Talk

Your Photo Gallery, but Smarter: A Local-First Semantic Image Search System That Runs on Your Laptop

Thursday, May 28

12:25 - 12:55
RoomSpaghetti
LanguageEnglish
Audience levelIntermediate
Elevator pitch

This talk explores how to build a local-first semantic image search system that runs entirely on your laptop. Using modern Python tools and local models - such as CLIP, FAISS, BLIP, BERTopic, FastAPI, and Streamlit - we turn a photo collection into a searchable library using text or images.

Abstract

Modern image collections are growing faster than our ability to organize them. Filenames, folders, and manual tags quickly become limiting when searching large photo libraries. This talk presents a practical, local-first semantic image search system that runs entirely on your laptop, allowing users to search images from their semantic meaning using natural language or example images—without relying on cloud services.
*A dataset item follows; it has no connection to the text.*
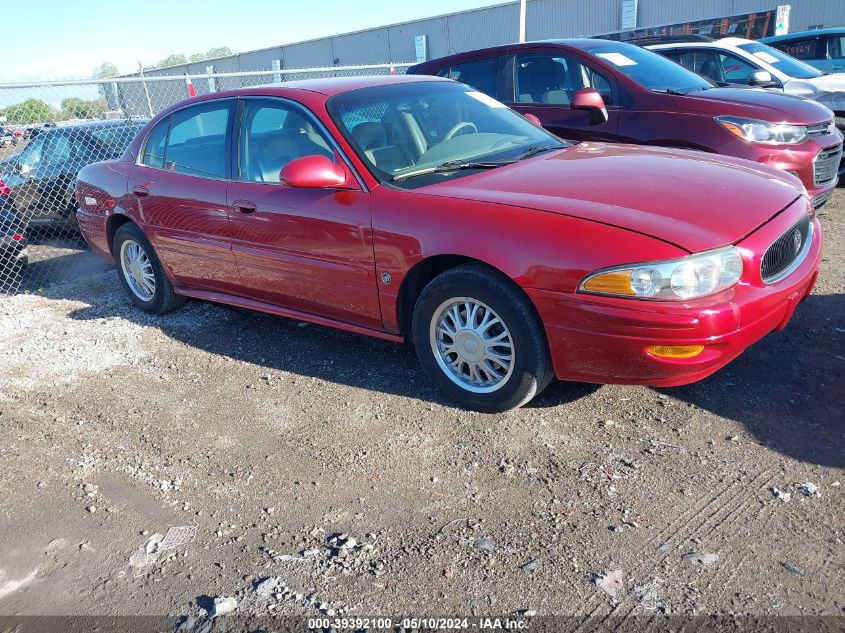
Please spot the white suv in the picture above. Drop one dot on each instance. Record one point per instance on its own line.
(739, 61)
Starting from a personal real-world Python project, the talk walks through the architecture and design choices behind an end-to-end multimodal system. We explore how models like CLIP and BLIP enable cross-modal understanding between text and images, how FAISS makes large-scale similarity search fast and efficient, and how BERTopic can be used to cluster images into meaningful topics. Local LLMs are integrated into the pipeline to generate human-readable topic labels and summaries for image clusters, turning raw embeddings and clusters into explanations that users can actually understand—all while keeping data fully local.

On the engineering side, we look at how FastAPI and Streamlit come together to form a simple yet effective full-stack application for managing, searching, and exploring image collections.

While the talk touches on advanced concepts in multimodal AI and system design, everything is explained in as simple and intuitive terms as possible.

Attendees will leave with a clear mental model, architectural patterns, and concrete ideas they can reuse for their own projects involving multimodal search, local LLMs, and applied machine learning in Python.

TagsPrivacy, ML and AI, Data Science & Data Visualisation
Participant

Daniele Giunta

I am an AI Engineer specialized in generative artificial intelligence, passionate about football and curious about anything that can enrich my cultural background!


Sono un AI Engineer specializzato in intelligenza artificiale generativa, appassionato di calcio e curioso di tutto ciò che può arricchire il proprio bagaglio culturale!